Des arguments sérieux peuvent être avancés pour défendre, ou au contraire dénoncer le niveau de rémunération des hauts dirigeants d’entreprise. Celle-ci atteint des millions de dollars pour le dirigeant d’une grande entreprise canadienne, et des dizaines de millions pour son collègue d’une entreprise américaine de même taille.

D’un côté, on soutient que, du point de vue de l’intérêt des actionnaires, la rémunération des dirigeants est trop élevée. Selon cette opinion, les conseils d’administration ne jouent pas leur rôle, parce qu’ils n’ont pas l’indépendance requise devant la direction. Ils n’examinent pas sérieusement la valeur du dirigeant sur le marché – c’est-à-dire le prix minimum qu’il faut le payer pour qu’il reste en poste –, et acceptent une surenchère irrationnelle.

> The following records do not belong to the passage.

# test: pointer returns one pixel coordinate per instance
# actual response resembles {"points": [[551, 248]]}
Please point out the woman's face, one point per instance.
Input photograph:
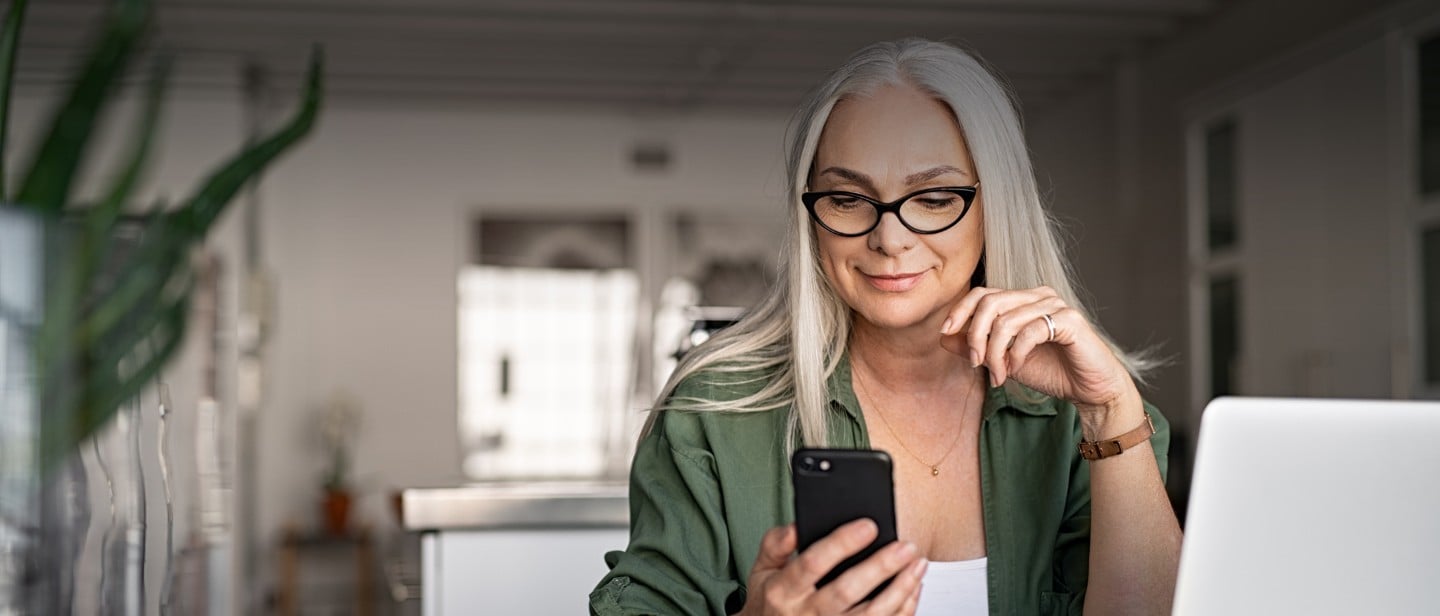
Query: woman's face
{"points": [[886, 146]]}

Quand les principaux dirigeants sont aussi des actionnaires fondateurs, qui maintiennent leur contrôle grâce à des actions à droit de vote multiple, la situation est encore pire. Stephen Jarislowsky est l’un des ténors les plus convaincants de cette thèse.

De l’autre côté, on soutient que la rémunération des dirigeants est raisonnable. C’est plus évident au Canada, où ils sont payés jusqu’à 90% de moins qu’aux États-Unis. Certaines études empiriques suggèrent qu’il n’y a pas de corrélation entre la performance des entreprises et l’indépendance de leur conseil. De toute manière, selon cette thèse, les actionnaires qui croient que les dirigeants sont trop payés peuvent proposer des résolutions à l’assemblée des actionnaires, ou vendre leurs actions. De telles prises de position feraient augmenter le coût du capital, réduiraient la rentabilité des entreprises et exerceraient des pressions en vue d’une révision de la rémunération des dirigeants.

Essayons de voir la forêt plutôt que les arbres. La théorie économique suggère de se méfier de tout ce qui ressemblerait à une approche de type top down, ou «philosophe-roi». Seul le marché peut déterminer le niveau efficace de la rémunération des dirigeants et moduler les rémunérations en fonction des conditions des régions, des industries et des entreprises individuelles. Il n’y a pas plus de rémunération juste qu’il n’y a de prix juste.

Bien sûr, les investisseurs et les critiques qui expriment des opinions sur la rémunération fournissent des éléments utiles dans le processus de concurrence. Même si celle-ci tend à corriger les inefficacités, il n’est pas impossible que des règles et des pratiques de rémunération inefficaces se soient développées. Il revient alors à des entrepreneurs (au sens de visionnaires qui découvrent des problèmes et des occasions invisibles aux yeux du commun) de proposer et d’adopter de nouvelles pratiques. S’ils ont raison, leurs actions finiront par corriger la situation.

Ce qui est certain, d’un point de vue économique, c’est que toute intervention réglementaire est à proscrire. Le marché n’est pas parfait, mais les processus politiques et bureaucratiques de l’État et de ses organismes de réglementation le sont encore moins: c’est la leçon des théories du public choice. L’imposition de règles autoritaires et inflexibles empêche le marché, y compris le marché des dirigeants, de s’adapter aux conditions changeantes et aux informations nouvelles.

Dans ce domaine comme dans d’autres, le marché est le mécanisme le plus efficace pour réconcilier des préférences individuelles diverses et des intérêts divergents.